Carlos María Domínguez. 
Penulis dan jurnalis Argentina. 
Ia dikenal salah satunya dari noveletnya “Rumah Kertas”.

KADANG saya terkesima melihat pose foto orang-orang yang sedang membaca buku. Melihat itu, sepertinya khotbah-khotbah agama masa kini tidak lagi dibutuhkan. 

Nampaknya dengan cara foto seperti itu, semua orang diam-diam sedang bergabung dalam persekutuan suci untuk membuat dunia jauh lebih baik.

Dengan foto-foto itu, saya seperti diberikan harapan generasi masa mendatang tidak akan cepat punah hanya dengan kebodohan yang berpangkal dari debat soal jumlah massa dalam suatu pagelaran politik baris-berbaris berkedok agama.

Bukankah itu suatu kemajuan mengingat kita jarang menemukan penulis-penulis yang kita baca tulisannya, kecurian dijepret kamera sedang membaca buku. Mana ada penulis buku mau diambil atau mengambil gambarnya sedang membaca buku! Paling-paling yang kita temukan pose mereka yang sedang merokok, atau menyesap secangkir kopi, atau yang paling sering terjadi adalah pose ketika mereka sedang berbicara di suatu seminar.

Pose orang-orang yang sedang membaca seperti itu mungkin menandai suatu kegairahan tertentu kepada ilmu pengetahuan, dengan alih-alih segera mengambil gambar. Atau bahkan, itu merupakan kegilaan terhadap buku-buku.

Jika layak disebut gila, orang-orang seperti itu nyaris menjadi seperti Carlos Brauer atau seorang Delgado, tokoh karangan Carlos María Domínguez dalam Rumah Kertas yang memiliki puluhan ribu buku hingga memenuhi rumahnya.

Bayangkan Carlos Brauer saja memiliki buku hingga berserakan di kamar mandi. Tergeletak rapi bercampur dengan sabun, sikat gigi, shampo, sikat kloset dst, dst, dst. Bahkan, hingga ke loteng-loteng, yang di mulai dari dapur, juga almari.

Ibarat perpustakaan yang dikatakan Jorge Luis Borges, surga yang diidam-idamkannya berhasil diciptakan Carlos Bruer di dalam rumahnya menyerupai istana yang bergelimangan permata.

Sehingga dengan keadaan rumah seperti itu, kepala seseorang otomatis tersugesti dengan keberadaan buku-buku sebanyak itu. Ahli psikologi dan sosial punya dalil untuk ini: isi kesadaran seseorang sangat bergantung dari lingkungannya. Ingat, manusia juga species hewan yang mampu beradaptasi sesuai dengan lingkungannya. Buku-buku sebanyak itu bisa memaksa seseorang seketika menjadi pembaca buku. Sehingga berpose foto sambil membaca buku merupakan kegiatan yang agak sulit terhindarkan.

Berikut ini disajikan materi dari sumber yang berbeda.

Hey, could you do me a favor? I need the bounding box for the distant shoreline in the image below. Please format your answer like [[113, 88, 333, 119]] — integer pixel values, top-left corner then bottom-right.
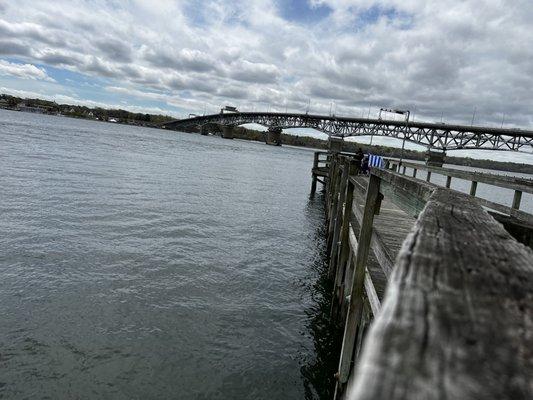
[[0, 94, 533, 175]]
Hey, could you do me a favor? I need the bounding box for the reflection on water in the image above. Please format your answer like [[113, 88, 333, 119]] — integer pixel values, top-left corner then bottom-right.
[[301, 192, 342, 400], [0, 110, 333, 400]]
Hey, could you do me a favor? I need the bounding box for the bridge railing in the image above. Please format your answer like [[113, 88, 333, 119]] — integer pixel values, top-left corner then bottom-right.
[[326, 156, 533, 400]]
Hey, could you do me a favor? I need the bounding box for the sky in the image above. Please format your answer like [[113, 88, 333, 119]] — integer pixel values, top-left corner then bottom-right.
[[0, 0, 533, 141]]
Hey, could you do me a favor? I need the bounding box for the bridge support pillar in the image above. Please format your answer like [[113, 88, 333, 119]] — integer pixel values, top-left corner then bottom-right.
[[266, 126, 282, 146], [222, 125, 233, 139], [426, 150, 446, 167], [328, 136, 344, 153]]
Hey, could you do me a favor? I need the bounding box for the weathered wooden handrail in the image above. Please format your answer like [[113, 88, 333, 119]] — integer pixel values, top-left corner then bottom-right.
[[320, 155, 533, 400], [345, 184, 533, 400]]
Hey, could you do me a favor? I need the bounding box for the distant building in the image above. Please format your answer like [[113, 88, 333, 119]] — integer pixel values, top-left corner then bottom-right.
[[220, 106, 239, 114], [17, 103, 50, 114]]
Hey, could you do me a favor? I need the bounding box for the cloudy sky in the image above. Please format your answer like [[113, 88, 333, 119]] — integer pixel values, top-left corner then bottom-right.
[[0, 0, 533, 129]]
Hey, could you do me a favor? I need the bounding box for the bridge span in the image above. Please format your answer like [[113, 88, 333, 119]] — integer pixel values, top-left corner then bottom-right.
[[161, 112, 533, 151]]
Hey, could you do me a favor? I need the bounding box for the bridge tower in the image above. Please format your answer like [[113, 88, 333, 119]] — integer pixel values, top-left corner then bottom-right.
[[266, 126, 282, 146], [425, 149, 446, 167], [328, 136, 344, 153]]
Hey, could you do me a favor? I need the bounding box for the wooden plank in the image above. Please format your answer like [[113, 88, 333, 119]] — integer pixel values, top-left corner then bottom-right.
[[388, 161, 533, 193], [338, 175, 380, 383], [345, 189, 533, 400], [365, 269, 381, 316]]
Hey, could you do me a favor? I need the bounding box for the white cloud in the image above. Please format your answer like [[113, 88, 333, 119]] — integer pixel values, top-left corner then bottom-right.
[[0, 60, 55, 82], [0, 0, 533, 128]]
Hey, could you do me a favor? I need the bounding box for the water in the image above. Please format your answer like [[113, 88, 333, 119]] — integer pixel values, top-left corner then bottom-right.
[[0, 110, 334, 399]]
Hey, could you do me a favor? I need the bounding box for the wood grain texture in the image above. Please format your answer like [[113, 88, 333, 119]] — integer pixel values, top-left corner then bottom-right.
[[345, 189, 533, 400]]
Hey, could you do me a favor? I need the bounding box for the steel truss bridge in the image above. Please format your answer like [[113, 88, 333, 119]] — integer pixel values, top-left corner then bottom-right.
[[161, 112, 533, 151]]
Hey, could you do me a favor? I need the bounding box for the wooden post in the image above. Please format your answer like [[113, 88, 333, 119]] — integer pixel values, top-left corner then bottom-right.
[[311, 151, 320, 195], [331, 160, 358, 318], [511, 190, 522, 210], [327, 156, 341, 254], [338, 174, 380, 383], [470, 181, 477, 196], [328, 159, 350, 278]]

Kadang kegilaan macam itu dibawa juga sampai ke toko-toko buku yang tersedia di pusat-pusat perbelanjaan.  

Walaupun demikian, mereka di satu sisi tidak segila Brauer yang demi mengisi garasinya dengan buku, rela memberikan mobilnya kepada temannya agar memiliki ruang baru untuk menempatkan buku-bukunya. Ini mustahil terjadi mengingat kebanyakan dari mereka belum memiliki garasi.

Tapi itu jauh lebih baik sekali pun itu ironi jika dibandingkan dengan rumah-rumah kumuh yang dindingnya ditempeli koran. Hidup akan menjadi mengerikan dengan dikelilingi dinding koran yang berisi berita politik, kriminal, atau teka-teki silang dengan gambar-gambar porno. Setiap hari terbangun dengan terkepung dinding beralaskan koran  dengan berita yang tak pernah berubah sedikit pun. Sungguh menjemukkan.

Tapi apa boleh buat, kegilaan muncul di mana-mana seperti foto seorang anak-pemulung “kedapatan” sedang membaca buku dalam sebuah lapakan. Ini lebih berharga dibanding berita hoax beberapa waktu lalu tentang seoang pria Jepang yang mati akibat terlindas 6 ton koleksi buku-buku pornonya.

Penelitian lawas di Rhode Island Hospital, Amerika Serikat, berhasil melihat perbedaan mendasar dari dua kelompok balita berusia delapan bulan yang dibiasakan dibacakan buku cerita oleh orang tuanya. Kelompok pertama jauh signifikan peningkatan kosa kata dan pemahamannya dibanding kelompok kedua yang tidak diberikan tindakan yang sama. Cara seperti ini kira-kira di masa depan mampu mencegah anak-anak tumbuh dari gejala berbicara yang belepotan seperti pengalaman salah satu wakil gubernur di tanah air.

Sekarang coba bayangkan jika semua anak-anak dibiasakan dengan cara demikian, kemungkinan besar di masa mendatang tidak akan muncul kelompok-kelompok masyarakat yang mudah digerakkan dan berduyun-duyun datang dari pelbagai tempat dan mau dipimpin oleh orang-orang yang mirip seperti penjual obat.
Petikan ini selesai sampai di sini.